In patients, rapid identification of bacterial species may help to guide treatment at early stages. New protocols for the identification directly from positive blood culture flasks significantly helped in the presented case report.
Case presentation
Two patients (a father and son) presented with diarrhea, malaise, and fever of 3 to 4 days duration. Blood cultures from both patients cultured short Gram-positive rods. MALDI-TOF based rapid identification protocol direct from positive blood culture identified Listeria monocytogenes as the cause of sepsis and could be confirmed with conventional methods. Listeria monocytogenes was identified 24 h later by conventional biochemical identification methods (VITEK 2). Antibiotic treatment was adjusted early in response to the MALDI-TOF based identification of bacteremia. Pulsed field gel electrophoresis confirmed the suspected relatedness of the father’s and son’s isolates.
Conclusions
MALDI-TOF based may provide a rapid identification of bacterial species directly from positive blood culture.
Abkürzungen
CRP
C-reactive protein
G6PD
Glucose-6-phosphate dehydrogenase deficiency
MALDI-TOF
Matrix assisted laser desorption ionization – time of flight
WCC
White cell count
Background
Listeria monocytogenes is a rare but emerging foodborne pathogen with transmission predominantly by unprocessed contaminated food products [1]. Although outbreaks have been described, most reported cases remain sporadic [2]. In Switzerland, 43 and 96 cases have been reported in 2013 and 2014 respectively [3]. There is a wide spectrum of clinical manifestations with febrile gastroenteritis predominating, which is generally associated with a complete recovery.
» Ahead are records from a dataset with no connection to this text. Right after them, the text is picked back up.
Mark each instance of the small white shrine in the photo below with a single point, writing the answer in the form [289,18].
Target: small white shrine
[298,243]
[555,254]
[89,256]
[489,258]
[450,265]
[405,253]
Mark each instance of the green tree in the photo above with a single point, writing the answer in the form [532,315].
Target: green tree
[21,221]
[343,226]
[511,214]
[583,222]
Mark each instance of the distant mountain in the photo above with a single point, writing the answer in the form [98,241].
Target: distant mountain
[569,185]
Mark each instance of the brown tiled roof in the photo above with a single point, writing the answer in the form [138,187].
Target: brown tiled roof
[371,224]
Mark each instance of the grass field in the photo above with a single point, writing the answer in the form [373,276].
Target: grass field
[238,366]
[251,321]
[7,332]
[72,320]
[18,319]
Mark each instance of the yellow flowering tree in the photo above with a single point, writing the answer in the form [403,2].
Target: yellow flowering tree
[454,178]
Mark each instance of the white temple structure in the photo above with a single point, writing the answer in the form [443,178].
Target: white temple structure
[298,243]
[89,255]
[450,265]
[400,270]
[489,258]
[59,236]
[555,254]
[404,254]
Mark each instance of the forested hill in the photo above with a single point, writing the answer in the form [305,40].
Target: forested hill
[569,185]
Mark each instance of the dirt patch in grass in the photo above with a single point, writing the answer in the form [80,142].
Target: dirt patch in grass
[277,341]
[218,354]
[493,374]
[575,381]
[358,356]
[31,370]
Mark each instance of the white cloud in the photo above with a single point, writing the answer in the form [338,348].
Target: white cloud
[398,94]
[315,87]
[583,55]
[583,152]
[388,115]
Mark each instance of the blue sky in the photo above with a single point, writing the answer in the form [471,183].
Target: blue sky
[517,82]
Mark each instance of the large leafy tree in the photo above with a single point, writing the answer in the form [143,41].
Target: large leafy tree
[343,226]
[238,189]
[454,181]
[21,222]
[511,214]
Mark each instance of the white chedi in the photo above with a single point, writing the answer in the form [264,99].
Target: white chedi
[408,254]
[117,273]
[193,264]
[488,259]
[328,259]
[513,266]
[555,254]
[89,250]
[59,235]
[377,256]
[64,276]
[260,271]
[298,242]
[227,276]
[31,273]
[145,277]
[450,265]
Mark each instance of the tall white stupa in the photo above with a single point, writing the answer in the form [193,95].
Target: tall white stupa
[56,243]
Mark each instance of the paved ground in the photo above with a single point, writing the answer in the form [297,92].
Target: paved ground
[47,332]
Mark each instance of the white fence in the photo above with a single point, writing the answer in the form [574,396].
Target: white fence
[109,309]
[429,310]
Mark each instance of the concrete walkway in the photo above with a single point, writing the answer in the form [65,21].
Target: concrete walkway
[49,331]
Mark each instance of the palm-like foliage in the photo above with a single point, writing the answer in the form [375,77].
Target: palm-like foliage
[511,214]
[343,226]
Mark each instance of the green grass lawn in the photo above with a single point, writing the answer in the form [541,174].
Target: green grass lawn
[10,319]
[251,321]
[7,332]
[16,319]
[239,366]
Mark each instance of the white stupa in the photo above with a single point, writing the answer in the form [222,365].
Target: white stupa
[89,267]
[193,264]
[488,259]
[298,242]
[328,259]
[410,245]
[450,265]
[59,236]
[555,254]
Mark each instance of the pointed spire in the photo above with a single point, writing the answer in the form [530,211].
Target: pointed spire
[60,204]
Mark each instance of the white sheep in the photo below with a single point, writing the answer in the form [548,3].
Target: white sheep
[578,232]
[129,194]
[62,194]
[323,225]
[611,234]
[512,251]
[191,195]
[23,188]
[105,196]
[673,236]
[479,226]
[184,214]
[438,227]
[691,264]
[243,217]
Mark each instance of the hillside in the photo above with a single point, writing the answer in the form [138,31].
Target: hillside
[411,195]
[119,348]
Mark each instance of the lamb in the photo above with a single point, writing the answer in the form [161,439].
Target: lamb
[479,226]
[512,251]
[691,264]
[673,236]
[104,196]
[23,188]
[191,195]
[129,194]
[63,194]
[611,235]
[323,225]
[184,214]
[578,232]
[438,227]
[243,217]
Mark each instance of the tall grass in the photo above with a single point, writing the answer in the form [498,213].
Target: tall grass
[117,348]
Invasive infections such as bacteremia, sepsis or meningoencephalitis can occur and are associated with a mortality rate approaching 20% [4, 5]. Therefore, rapid and reliable identification of the organism followed by institution of targeted antibiotic treatment is crucial. The rapid analysis of positive blood cultures using the SepsiTyper Kit may allow accurate and timely diagnosis approximately 24 h earlier than conventional microbiological approaches [6]. This rapid identification of the bacterial species and the subsequent adjustment of the antibiotic treatment may offer a substantial advantage in the treatment of patients with sepsis. Indeed, previous studies have shown a beneficial impact of MALDI-TOF based identification compared to gram staining and subsequent conventional biochemistry-based work-up. Using MALDI-TOF based identification directly on blood cultures significantly increased the rate of early antibiotic modification [7, 8]. Rapid identification of bacteria in patients with blood stream infection has been shown to improve the patients’ outcome by optimizing antibiotic treatment. Differences in mortality were only observed in combination with an antibiotic stewardship program [9]. We have recently performed a randomized trial to compare conventional identification versus Sepsityper based identification with MALDI-TOF. We could show that a more rapid optimization in antibiotic treatment resulted in a reduced mortality rate and admission rate to the intensive care unit [10]. In any case the identification of bacterial species from blood cultures should be confirmed with conventional culture based methods, as MALDI-TOF based identification cannot recognize mixed infections.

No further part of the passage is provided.